2. Hinsichtlich der Annahme des Verwaltungsgerichts, dass die Veränderungssperre wirksam ist, sind ernstliche Zweifel nicht hinreichend dargelegt, § 124a Abs. 4 Satz 4 VwGO.
Der Rechtsmittelführer muss konkret darlegen, warum die angegriffene Entscheidung aus seiner Sicht im Ergebnis mit überwiegender Wahrscheinlichkeit falsch ist (vgl. BayVGH, B.v. 4.7.2017 – 1 ZB 17.2320 – juris Rn. 7; Happ in Eyermann, VwGO, 15. Aufl. 2019, § 124a Rn. 62 f.). „Darlegen“ bedeutet insoweit „erläutern“, „erklären“ oder „näher auf etwas eingehen“. Erforderlich ist unter ausdrücklicher oder jedenfalls konkludenter Bezugnahme auf einen Zulassungsgrund eine substantiierte Auseinandersetzung mit der angegriffenen Entscheidung, durch die der Streitstoff durchdrungen und aufbereitet wird; der Rechtsmittelführer muss im Einzelnen dartun, in welcher Hinsicht und aus welchen Gründen diese Annahmen ernstlichen Zweifeln begegnen (vgl. BayVGH, B.v. 20.4.2016 – 15 ZB 14.2686 – juris Rn. 22). Diesen Anforderungen genügt das Zulassungsvorbringen nicht. Es beschränkt sich im Wesentlichen auf eine Wiederholung der bereits erstinstanzlich vorgetragenen Begründung, ohne sich mit der ausführlichen Begründung des Verwaltungsgerichts (UA S. 8 ff.) zur Wirksamkeit der Veränderungssperre auseinanderzusetzen.
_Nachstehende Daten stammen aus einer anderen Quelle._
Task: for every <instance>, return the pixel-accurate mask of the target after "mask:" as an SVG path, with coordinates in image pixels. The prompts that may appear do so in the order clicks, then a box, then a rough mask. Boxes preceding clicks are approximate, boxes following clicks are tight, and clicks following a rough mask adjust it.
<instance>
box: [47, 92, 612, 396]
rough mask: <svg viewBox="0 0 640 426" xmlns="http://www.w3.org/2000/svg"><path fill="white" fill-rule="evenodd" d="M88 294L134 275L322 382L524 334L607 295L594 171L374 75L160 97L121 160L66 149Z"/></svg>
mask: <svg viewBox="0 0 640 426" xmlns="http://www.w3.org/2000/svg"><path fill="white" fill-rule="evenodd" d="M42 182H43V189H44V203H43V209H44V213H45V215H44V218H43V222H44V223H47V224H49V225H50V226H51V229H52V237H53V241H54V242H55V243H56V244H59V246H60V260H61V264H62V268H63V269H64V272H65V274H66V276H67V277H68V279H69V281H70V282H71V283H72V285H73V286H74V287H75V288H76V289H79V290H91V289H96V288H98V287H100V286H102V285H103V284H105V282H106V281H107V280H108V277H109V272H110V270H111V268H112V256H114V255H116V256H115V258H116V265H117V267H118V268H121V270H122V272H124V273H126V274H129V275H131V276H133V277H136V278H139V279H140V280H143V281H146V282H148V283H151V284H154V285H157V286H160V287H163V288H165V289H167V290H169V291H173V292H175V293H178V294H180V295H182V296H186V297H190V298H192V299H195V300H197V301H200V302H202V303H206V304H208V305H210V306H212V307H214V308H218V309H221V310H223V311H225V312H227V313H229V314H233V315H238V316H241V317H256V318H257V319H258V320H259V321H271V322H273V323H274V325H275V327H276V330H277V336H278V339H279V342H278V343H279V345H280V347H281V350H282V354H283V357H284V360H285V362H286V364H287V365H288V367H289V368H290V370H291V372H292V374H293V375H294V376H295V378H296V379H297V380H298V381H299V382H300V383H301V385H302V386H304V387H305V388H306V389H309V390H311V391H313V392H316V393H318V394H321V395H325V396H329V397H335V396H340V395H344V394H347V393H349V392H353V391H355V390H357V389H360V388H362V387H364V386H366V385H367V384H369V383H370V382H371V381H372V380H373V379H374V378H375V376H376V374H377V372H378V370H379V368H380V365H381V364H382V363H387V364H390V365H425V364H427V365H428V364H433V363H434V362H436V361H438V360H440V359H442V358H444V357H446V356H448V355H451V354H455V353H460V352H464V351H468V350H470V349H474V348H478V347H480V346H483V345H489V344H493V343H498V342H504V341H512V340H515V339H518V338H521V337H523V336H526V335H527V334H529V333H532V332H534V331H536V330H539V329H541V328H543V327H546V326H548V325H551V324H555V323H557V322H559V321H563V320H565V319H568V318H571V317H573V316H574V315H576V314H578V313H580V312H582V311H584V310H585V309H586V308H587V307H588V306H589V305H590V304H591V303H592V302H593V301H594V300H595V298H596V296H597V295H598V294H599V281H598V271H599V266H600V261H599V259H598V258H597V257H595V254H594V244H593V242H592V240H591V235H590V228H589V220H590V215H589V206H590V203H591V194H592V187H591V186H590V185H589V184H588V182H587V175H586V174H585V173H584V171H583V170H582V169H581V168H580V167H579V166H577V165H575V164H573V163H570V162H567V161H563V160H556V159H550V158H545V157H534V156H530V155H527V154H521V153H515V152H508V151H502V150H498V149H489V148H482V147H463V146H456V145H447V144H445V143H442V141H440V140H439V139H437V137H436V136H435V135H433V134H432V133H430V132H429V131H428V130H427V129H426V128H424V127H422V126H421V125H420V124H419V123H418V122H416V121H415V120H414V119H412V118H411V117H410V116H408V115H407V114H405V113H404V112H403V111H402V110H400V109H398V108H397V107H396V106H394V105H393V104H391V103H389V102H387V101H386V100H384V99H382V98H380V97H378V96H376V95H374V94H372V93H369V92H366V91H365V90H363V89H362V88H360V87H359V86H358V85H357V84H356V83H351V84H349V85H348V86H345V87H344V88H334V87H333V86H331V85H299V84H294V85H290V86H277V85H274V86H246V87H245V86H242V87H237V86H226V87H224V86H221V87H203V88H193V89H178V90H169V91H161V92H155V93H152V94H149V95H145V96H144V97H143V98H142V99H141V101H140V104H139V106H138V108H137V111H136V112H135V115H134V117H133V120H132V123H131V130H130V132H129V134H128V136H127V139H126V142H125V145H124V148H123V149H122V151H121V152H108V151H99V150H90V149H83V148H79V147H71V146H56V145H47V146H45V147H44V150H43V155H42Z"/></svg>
3. Die Ausführungen im Zulassungsvorbringen, dass die Beigeladene ihr Einvernehmen nicht innerhalb des Zeitraums von zwei Monaten nach § 36 BauGB verweigert habe, zeigen ebenfalls keine ernstlichen Zweifel an der Richtigkeit des erstinstanzlichen Urteils auf. Das Verwaltungsgericht hat hierzu zutreffend ausgeführt, dass es unerheblich ist, ob die Beigeladene das Einvernehmen innerhalb der Frist des § 36 Abs. 2 Satz 2 BauGB wirksam verweigert hat oder das Einvernehmen fiktiv als erteilt gilt, da in beiden Fällen eine Gemeinde nicht daran gehindert ist, eine dem Vorhaben widersprechende Bauleitplanung zu betreiben und diese durch eine Veränderungssperre zu sichern (vgl. BVerwG, U.v. 19.2.2004 – 4 CN 16.03 – BVerwGE 120, 138). Zu dieser Argumentation verhält sich das Zulassungsvorbringen nicht.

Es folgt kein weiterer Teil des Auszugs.